North East MP welcomes plans for Pubco code of conduct
EASINGTON MP Grahame Morris has welcomed a new statutory code of practice for pub companies that should make tied landlords lives fairer.
The vice chair of the All Party Parliamentary Save the Pub group has since 2010 been campaigning to make it so that all tavern managers working at properties owned by Pubcos are no worse off than free-of-tie licencees.
“The unfair and unsustainable overcharging by the big pub companies must be stopped – and their licensees must be able to take a fair share of pub profit, which of course then means the pub can be viable and the licensee can make a living,” the County Durham politician said.
Currently tied landlords can face a system of “double overcharging” where they have to pay both hugely inflated prices to buy beer from specific suppliers and high rents.
But Mr Morris said that the simplest way for the new code to change that and make it fairer would be by offering tied landlords the option of a “market rent only” agreement, where they pay the Pubco a slightly higher rent – at a level set buy an independent adjudicator – but are free to buy beer from where they want.
The proposed system would run alongside a modified version of the current system where licencees could agree to continue buying more expensive beer through a Pubco, but in exchange for lower rent payments.
“To be clear this would not be abolishing the beer tie,” he said. “What it means very simply is licensees who choose this option would pay the fair monthly market rent to the pub-owning company, who would retain ownership of the pub.

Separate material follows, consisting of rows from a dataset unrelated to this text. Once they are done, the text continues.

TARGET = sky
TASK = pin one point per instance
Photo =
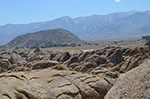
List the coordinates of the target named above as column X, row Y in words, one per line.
column 28, row 11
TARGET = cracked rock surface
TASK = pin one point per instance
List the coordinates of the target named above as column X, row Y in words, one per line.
column 52, row 84
column 87, row 74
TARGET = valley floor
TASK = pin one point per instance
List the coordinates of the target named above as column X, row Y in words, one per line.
column 91, row 71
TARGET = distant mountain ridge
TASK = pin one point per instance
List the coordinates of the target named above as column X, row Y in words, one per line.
column 43, row 38
column 115, row 25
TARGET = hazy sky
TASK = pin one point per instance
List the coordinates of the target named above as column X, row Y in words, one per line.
column 26, row 11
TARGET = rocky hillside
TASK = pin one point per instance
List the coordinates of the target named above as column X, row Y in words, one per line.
column 88, row 74
column 43, row 38
column 94, row 27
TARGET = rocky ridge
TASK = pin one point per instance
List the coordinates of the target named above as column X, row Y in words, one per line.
column 88, row 74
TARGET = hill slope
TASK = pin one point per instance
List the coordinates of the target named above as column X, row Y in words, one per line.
column 122, row 24
column 43, row 38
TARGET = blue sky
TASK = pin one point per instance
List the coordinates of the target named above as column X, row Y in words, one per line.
column 27, row 11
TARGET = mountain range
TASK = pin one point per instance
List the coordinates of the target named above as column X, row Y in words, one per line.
column 43, row 38
column 95, row 27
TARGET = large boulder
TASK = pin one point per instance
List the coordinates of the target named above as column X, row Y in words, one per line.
column 52, row 84
column 43, row 64
column 135, row 84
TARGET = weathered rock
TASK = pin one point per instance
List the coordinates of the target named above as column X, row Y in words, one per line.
column 132, row 85
column 116, row 57
column 65, row 57
column 73, row 59
column 4, row 63
column 52, row 84
column 43, row 64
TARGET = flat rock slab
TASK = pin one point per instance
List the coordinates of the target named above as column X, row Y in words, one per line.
column 52, row 84
column 135, row 84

“What this option does is make the tie work as it was always supposed to – which means in return for paying inflated prices to the Pubco for beer, it should follow that tied licensees pay a compensatory lower than market rent.
“This method would achieve the desired result without the need to intervene directly in regulating and policing beer pricing.

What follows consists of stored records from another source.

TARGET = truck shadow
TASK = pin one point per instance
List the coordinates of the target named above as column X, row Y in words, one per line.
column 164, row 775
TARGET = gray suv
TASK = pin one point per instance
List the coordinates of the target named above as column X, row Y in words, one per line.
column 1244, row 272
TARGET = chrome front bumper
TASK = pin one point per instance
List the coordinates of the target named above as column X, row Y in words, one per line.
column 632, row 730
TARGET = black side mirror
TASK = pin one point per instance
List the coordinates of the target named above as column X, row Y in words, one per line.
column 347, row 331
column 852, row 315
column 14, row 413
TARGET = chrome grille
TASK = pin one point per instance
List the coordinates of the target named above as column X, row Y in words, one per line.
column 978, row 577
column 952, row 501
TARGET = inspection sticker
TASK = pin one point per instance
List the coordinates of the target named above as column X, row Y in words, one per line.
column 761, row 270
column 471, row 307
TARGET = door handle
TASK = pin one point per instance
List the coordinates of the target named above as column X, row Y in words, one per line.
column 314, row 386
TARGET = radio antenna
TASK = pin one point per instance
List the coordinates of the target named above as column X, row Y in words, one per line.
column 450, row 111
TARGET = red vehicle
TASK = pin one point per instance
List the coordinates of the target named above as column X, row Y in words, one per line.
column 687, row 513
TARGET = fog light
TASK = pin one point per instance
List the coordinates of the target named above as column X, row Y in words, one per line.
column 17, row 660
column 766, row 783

“Introducing a market rent only option clearly allows pub owning companies to continue offering competitive tied agreements. This would offer lower than market rents in return for higher product prices and many licensees would chose this option but with the protection of an independently assessed fair market rent and the option to pay that.
“In this way tied options would be fair to both large and small business and transparent in a way that they are currently not.”